Na mesma semana, durante a reunião do Comitê de Mudanças Climáticas, o Combio recebeu a ministra de Comércio Exterior e Cooperação para o Desenvolvimento dos Países Baixos, Lilianne Ploumen, e assinou acordo para troca de informações e experiências, com enfoque nas tecnologias de descontaminação do solo, tratamento de água e transformação de resíduos sólidos em energia.

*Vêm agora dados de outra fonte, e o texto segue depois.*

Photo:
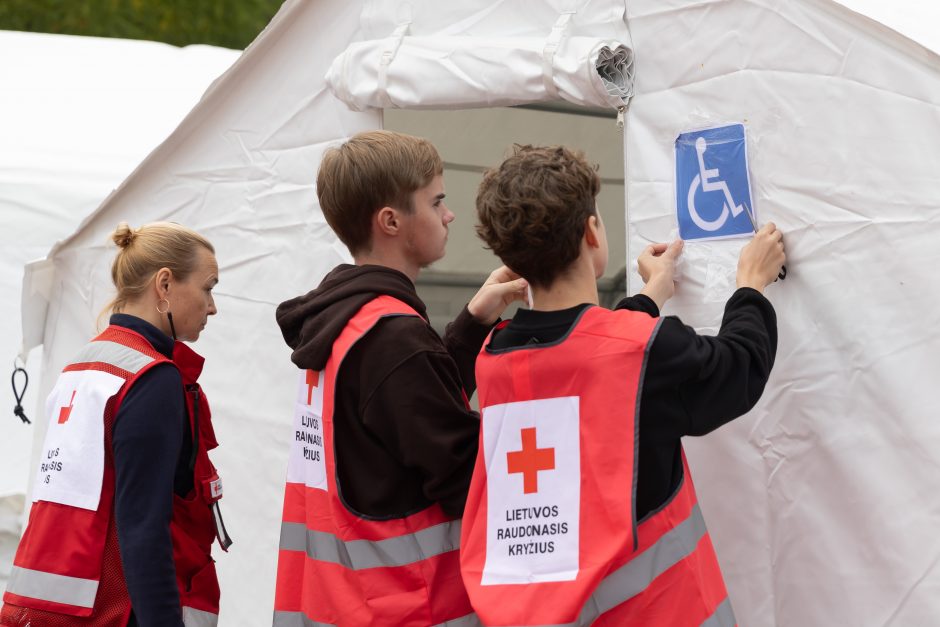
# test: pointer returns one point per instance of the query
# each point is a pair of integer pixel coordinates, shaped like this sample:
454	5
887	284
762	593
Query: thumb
674	249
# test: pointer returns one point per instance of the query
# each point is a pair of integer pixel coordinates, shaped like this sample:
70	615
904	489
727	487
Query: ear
591	232
161	282
387	220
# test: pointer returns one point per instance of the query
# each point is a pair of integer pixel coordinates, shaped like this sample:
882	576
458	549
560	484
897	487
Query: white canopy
819	501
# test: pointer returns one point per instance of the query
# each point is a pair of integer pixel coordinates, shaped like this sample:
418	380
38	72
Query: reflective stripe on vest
199	618
636	575
112	353
360	554
63	589
297	619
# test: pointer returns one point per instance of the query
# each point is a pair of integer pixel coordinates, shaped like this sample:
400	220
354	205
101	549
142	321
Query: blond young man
384	442
581	509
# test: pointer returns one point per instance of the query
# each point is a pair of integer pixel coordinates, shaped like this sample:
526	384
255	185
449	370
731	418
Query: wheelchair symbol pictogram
709	181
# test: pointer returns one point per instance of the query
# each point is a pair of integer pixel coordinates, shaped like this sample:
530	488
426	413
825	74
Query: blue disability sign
712	188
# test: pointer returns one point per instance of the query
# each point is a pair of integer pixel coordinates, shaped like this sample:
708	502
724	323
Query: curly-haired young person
581	509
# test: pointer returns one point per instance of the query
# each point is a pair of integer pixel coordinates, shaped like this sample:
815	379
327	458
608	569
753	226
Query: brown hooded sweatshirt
403	436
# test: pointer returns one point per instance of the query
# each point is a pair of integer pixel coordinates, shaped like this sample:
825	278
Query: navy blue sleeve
148	433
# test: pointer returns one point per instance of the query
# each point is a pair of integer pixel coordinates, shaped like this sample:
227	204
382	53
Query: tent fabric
466	72
77	114
820	500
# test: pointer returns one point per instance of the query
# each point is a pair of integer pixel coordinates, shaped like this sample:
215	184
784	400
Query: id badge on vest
532	454
71	468
307	463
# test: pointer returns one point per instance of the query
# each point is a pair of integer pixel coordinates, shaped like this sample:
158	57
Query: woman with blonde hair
125	505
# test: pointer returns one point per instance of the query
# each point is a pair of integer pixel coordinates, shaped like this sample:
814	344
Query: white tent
77	115
819	501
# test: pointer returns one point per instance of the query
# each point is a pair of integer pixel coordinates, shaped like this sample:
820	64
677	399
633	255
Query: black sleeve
714	379
433	431
148	433
463	339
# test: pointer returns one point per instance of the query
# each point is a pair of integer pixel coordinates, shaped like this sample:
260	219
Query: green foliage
226	23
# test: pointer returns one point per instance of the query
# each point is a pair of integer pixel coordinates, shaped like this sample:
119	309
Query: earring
169	316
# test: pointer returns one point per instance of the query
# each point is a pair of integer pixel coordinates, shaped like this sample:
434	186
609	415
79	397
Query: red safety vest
336	567
67	562
550	534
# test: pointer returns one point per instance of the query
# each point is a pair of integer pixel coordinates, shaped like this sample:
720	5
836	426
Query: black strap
18	410
194	390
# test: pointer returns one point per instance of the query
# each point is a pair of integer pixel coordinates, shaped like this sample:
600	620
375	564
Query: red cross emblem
530	460
65	412
313	380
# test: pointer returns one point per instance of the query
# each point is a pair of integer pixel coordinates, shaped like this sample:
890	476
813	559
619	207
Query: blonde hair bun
123	235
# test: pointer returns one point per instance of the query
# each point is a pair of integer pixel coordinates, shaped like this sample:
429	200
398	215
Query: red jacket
67	562
340	568
550	535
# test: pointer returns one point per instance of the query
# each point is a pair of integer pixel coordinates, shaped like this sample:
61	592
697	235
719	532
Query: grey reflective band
360	554
723	616
636	575
123	357
199	618
298	619
36	584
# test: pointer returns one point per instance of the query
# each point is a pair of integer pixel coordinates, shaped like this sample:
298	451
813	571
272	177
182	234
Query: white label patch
71	468
532	451
307	462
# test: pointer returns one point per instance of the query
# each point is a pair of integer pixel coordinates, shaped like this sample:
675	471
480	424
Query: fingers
655	249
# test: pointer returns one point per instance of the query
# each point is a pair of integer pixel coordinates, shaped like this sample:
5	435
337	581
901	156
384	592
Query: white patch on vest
71	468
532	452
307	462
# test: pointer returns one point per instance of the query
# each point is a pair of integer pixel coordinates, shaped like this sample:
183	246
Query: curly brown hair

Em novembro, o coordenador do Combio realizou nova visita técnica na Holanda, sendo convidado a participar como conferencista no Festival de Tecnologias de Fronteira (Border Sessions Festival).

Desafios para 2014

Para o Brasil entrar no mapa da Bioindústria mundial é preciso conhecer o seu próprio mapa. Por isso, um dos desafios para o próximo ano é realizar um mapeamento da bioindústria brasileira. “O mapa é estratégico e posicionará a Fiesp no cenário nacional e internacional”, afirma o coordenador do Combio. O Mapa da Bioindústria será realizado pelo CEBRAP, em parceria com o Biobrasil-Comitê da Bioindustria e com o Departamento de Meio Ambiente (DMA) da Fiesp e tem o apoio do Senai-SP.

O Combio participará efetivamente da Semana do Meio Ambiente da Fiesp, pois, de acordo com Giacomazzi, está muito claro que a biotecnologia, como inovação, vai chegar à indústria a partir do tratamento de seus resíduos e processos industriais sustentáveis, o que é fundamental para o desenvolvimento de uma economia de base biológica.